7.1. Evil twin - an attacker creates a fake copy of an access point (or Wi-Fi router), and devices running some OS versions will connect to the fake wireless network, even if only the network name (SSID) matches the real access point, and the MAC address (BSSID) of the fake access point may differ from the MAC address of the real point. All network traffic of a user connected to a fake AP will be available for viewing and analysing by attackers who will try to launch further MitM attacks to steal user credentials (logins/passwords) and inject malicious scripts into the pages displayed to the user, especially if the websites visited by the user do not use HSTS, SOP, CORS, CSP, Certificate Transparency technologies and the user ignores browser warnings about certificate problems and/or insecurity of the visited web page. In addition, under the pretext of user registration in a Wi-Fi network (ostensibly to fulfil the requirements for the provision of communication services and identification of Wi-Fi users in public places imposed by Russian Government Resolutions No. 2606 and 2607), attackers can set up a Captive portal that, when a user first connects, asks for his or her phone number, passport details, login/password for a social network, or an SMS code from the Gosudservices portal, ostensibly to ‘identify the user’ - all this data will end up in the hands of the attackers. Attackers can also trick users of Apple devices into installing fake configuration profiles or enrollment profiles for iOS, ostensibly for correct operation of the gadget on a public Wi-Fi network, which will allow attackers to take full control of the device.

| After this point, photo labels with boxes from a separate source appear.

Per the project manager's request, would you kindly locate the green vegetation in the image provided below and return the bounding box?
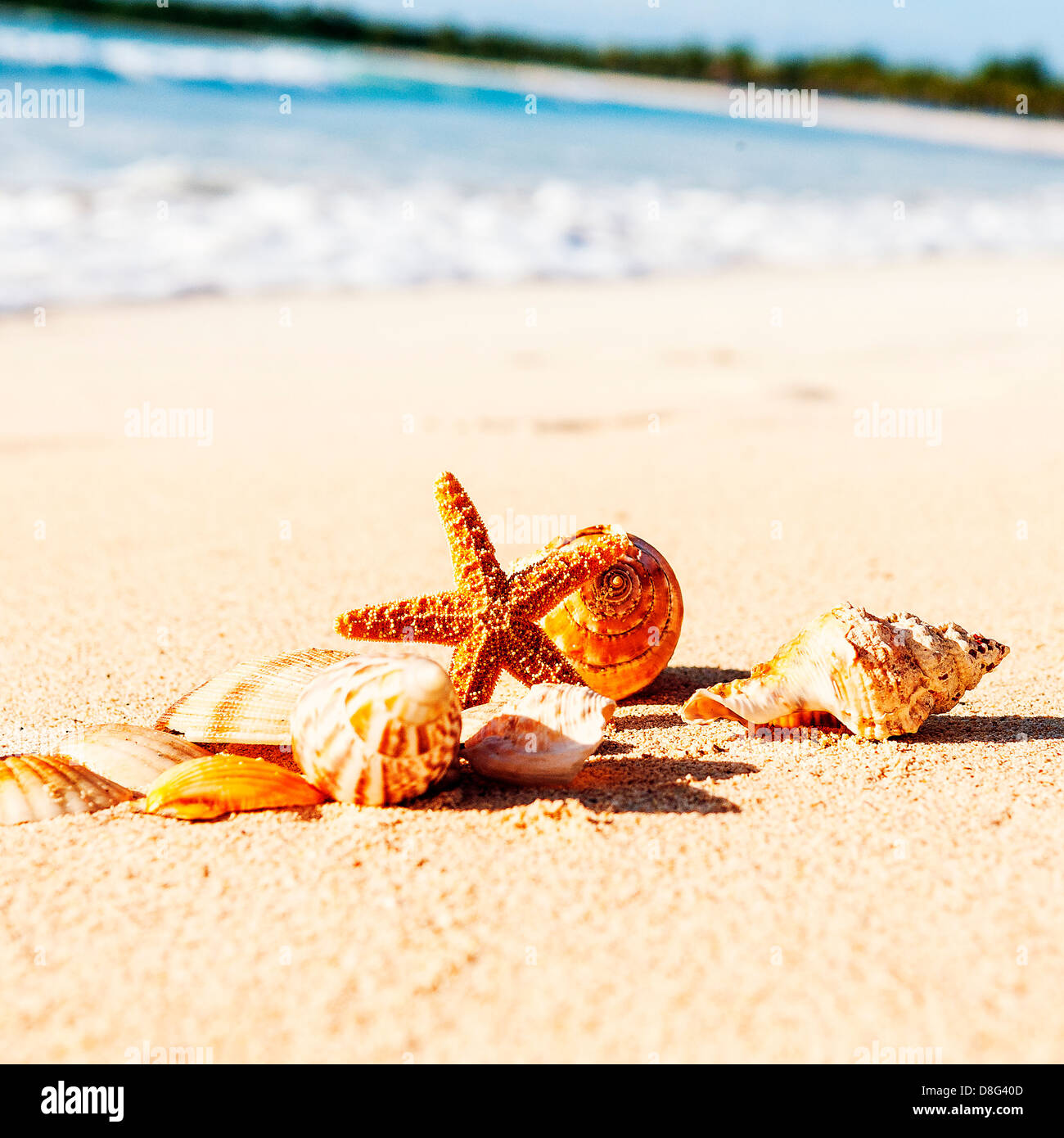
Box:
[8,0,1064,116]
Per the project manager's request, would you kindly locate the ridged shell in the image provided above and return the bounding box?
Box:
[291,656,462,806]
[64,724,207,794]
[156,648,352,747]
[0,755,137,826]
[683,604,1008,740]
[145,752,327,822]
[543,526,684,700]
[464,684,617,786]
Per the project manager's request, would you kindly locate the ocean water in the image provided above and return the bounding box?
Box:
[0,17,1064,310]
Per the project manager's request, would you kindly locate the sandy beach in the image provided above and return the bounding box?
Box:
[0,260,1064,1063]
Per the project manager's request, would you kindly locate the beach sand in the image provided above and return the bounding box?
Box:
[0,260,1064,1063]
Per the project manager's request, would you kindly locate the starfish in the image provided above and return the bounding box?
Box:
[336,471,632,708]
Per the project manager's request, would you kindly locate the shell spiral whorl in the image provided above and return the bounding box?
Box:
[543,526,684,700]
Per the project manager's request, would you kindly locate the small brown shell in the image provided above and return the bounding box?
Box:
[543,526,684,700]
[464,684,617,786]
[145,751,327,822]
[0,755,137,826]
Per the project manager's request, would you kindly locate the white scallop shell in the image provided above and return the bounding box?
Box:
[0,755,137,826]
[62,724,208,794]
[291,656,462,806]
[463,684,617,786]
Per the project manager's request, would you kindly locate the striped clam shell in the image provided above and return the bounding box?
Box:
[291,654,462,806]
[145,751,327,822]
[464,684,617,786]
[0,755,137,826]
[156,648,352,747]
[64,723,207,794]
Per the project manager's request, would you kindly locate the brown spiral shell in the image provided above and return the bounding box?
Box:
[543,526,684,700]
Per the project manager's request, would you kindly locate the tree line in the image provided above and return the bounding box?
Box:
[10,0,1064,117]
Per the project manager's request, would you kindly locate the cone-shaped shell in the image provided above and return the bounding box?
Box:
[543,526,684,700]
[683,604,1008,740]
[156,648,352,747]
[291,656,462,806]
[0,755,137,826]
[145,752,327,822]
[464,684,617,786]
[64,723,207,794]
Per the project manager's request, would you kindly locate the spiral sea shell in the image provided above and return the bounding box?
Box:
[291,656,462,806]
[683,604,1008,740]
[543,526,684,700]
[0,755,137,825]
[145,752,327,822]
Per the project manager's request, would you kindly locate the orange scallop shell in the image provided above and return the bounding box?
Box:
[145,751,327,822]
[543,526,684,700]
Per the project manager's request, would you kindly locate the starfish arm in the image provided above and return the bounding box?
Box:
[336,593,472,645]
[505,621,584,688]
[510,529,632,619]
[436,471,507,598]
[451,628,502,708]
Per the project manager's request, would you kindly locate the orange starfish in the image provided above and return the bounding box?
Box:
[336,471,632,708]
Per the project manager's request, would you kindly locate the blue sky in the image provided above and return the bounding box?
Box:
[331,0,1064,74]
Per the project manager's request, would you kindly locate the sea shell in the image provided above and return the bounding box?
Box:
[62,724,207,794]
[156,648,353,747]
[291,654,462,806]
[683,604,1008,738]
[145,751,327,822]
[463,684,617,786]
[0,755,137,826]
[532,526,684,700]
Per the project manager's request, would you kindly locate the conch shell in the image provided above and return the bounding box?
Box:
[523,526,684,700]
[145,751,327,822]
[463,684,617,786]
[62,723,207,794]
[155,648,353,747]
[0,755,137,826]
[683,604,1008,740]
[291,656,462,806]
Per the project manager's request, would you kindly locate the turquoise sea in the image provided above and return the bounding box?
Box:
[0,16,1064,310]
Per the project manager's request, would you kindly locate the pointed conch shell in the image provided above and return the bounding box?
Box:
[464,684,617,786]
[0,755,137,825]
[536,526,684,700]
[683,604,1008,740]
[62,724,207,794]
[145,751,327,822]
[291,654,462,806]
[156,648,353,747]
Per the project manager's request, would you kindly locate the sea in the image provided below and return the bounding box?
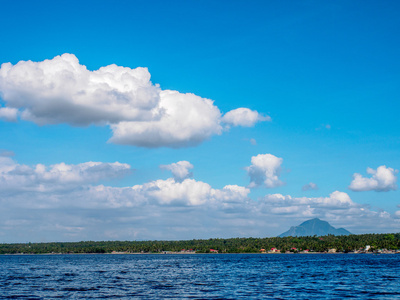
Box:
[0,254,400,299]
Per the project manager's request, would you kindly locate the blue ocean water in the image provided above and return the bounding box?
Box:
[0,254,400,299]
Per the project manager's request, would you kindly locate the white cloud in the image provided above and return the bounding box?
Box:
[0,157,400,242]
[160,160,193,182]
[301,182,318,191]
[0,156,130,192]
[349,166,398,192]
[110,90,222,148]
[246,154,284,188]
[222,107,271,127]
[0,107,18,122]
[0,54,160,126]
[0,54,270,148]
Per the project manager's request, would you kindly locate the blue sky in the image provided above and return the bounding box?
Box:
[0,1,400,242]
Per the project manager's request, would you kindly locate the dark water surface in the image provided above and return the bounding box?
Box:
[0,254,400,299]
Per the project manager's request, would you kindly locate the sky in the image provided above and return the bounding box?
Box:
[0,0,400,243]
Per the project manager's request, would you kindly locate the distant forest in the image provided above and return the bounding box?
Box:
[0,233,400,254]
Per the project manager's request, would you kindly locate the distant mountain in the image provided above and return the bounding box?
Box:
[278,218,351,237]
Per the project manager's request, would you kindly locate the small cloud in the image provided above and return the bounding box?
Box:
[246,154,284,188]
[301,182,318,191]
[0,149,15,157]
[222,107,271,127]
[160,160,193,182]
[0,107,18,122]
[349,166,399,192]
[315,124,332,130]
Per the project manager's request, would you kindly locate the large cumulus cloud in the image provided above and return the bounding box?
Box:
[0,54,270,148]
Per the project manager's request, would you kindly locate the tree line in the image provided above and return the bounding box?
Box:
[0,233,400,254]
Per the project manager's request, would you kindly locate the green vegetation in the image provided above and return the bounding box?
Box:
[0,233,400,254]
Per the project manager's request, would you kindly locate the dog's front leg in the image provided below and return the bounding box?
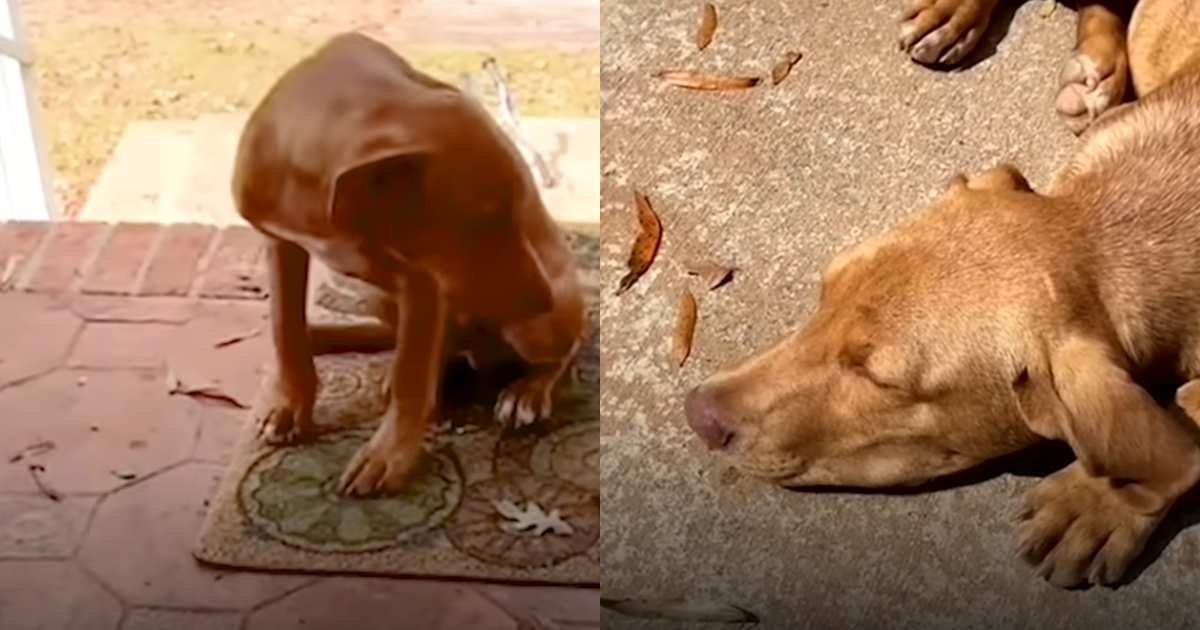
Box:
[341,270,448,496]
[258,238,317,444]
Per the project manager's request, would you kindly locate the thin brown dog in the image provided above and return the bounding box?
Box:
[900,0,1135,133]
[233,34,584,494]
[684,0,1200,586]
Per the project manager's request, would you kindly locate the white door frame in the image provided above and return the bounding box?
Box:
[0,0,59,221]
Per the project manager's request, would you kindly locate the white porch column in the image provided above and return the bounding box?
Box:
[0,0,58,221]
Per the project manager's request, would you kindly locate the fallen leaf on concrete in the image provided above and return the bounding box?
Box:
[674,288,696,367]
[109,470,138,481]
[492,500,575,536]
[617,191,662,295]
[0,256,20,290]
[212,328,263,348]
[770,50,804,85]
[8,439,54,463]
[696,2,716,50]
[167,370,248,409]
[29,463,61,502]
[684,260,736,290]
[600,598,758,624]
[652,70,762,91]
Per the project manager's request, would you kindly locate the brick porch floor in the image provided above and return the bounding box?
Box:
[0,223,600,630]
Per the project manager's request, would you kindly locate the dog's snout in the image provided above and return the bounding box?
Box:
[683,388,733,449]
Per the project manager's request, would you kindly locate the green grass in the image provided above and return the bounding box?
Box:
[35,23,600,211]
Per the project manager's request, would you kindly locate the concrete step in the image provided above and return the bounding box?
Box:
[78,114,600,226]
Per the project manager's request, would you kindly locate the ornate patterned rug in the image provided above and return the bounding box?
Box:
[194,232,600,584]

7.2 Exploiting vulnerabilities in Wi-Fi security technologies - attackers hack wireless networks with WEP encryption (trivial selection of the network password due to the low strength of the cryptographic scheme used), WPA or WPA2 (decryption of Wi-Fi traffic via PMKID or KRACK attacks).

7.3 War driving - using a mobile (e.g. minibus-based) point of unauthorised connection to Wi-Fi networks.

7.4. War shipping - sending a hacker device (e.g., Raspberry Pi or Flipper Zero) to the office of the attacked company by mail or courier; it is also possible to covertly install such devices in meeting rooms or places with free access to visitors (reception, lobby, hall).

7.5. Bluetooth attacks: BlueSnarfing (unauthorised access to device data via early versions of the Bluetooth protocol), BlueJacking (sending unwanted or abusive messages via Bluetooth), BlueSmack (a variant of the Bluetooth DoS attack), BlueBorne (exploiting a bundle of vulnerabilities to remotely execute code and leak information via Bluetooth on Android platforms, iOS, Linux, Windows), BlueDucky (emulation of keystrokes on a Bluetooth keyboard without the user's knowledge), BLUFFS (breaking the Bluetooth session encryption key, injecting malicious traffic and decrypting intercepted messages between devices), and several others.

To protect Wi-Fi networks, you should use equipment that supports the latest WPA3 security standard, use EAP technology to authenticate devices with certificates when connecting to a wireless network, use an AP Isolation mechanism and filter MAC addresses of devices connecting to the wireless network.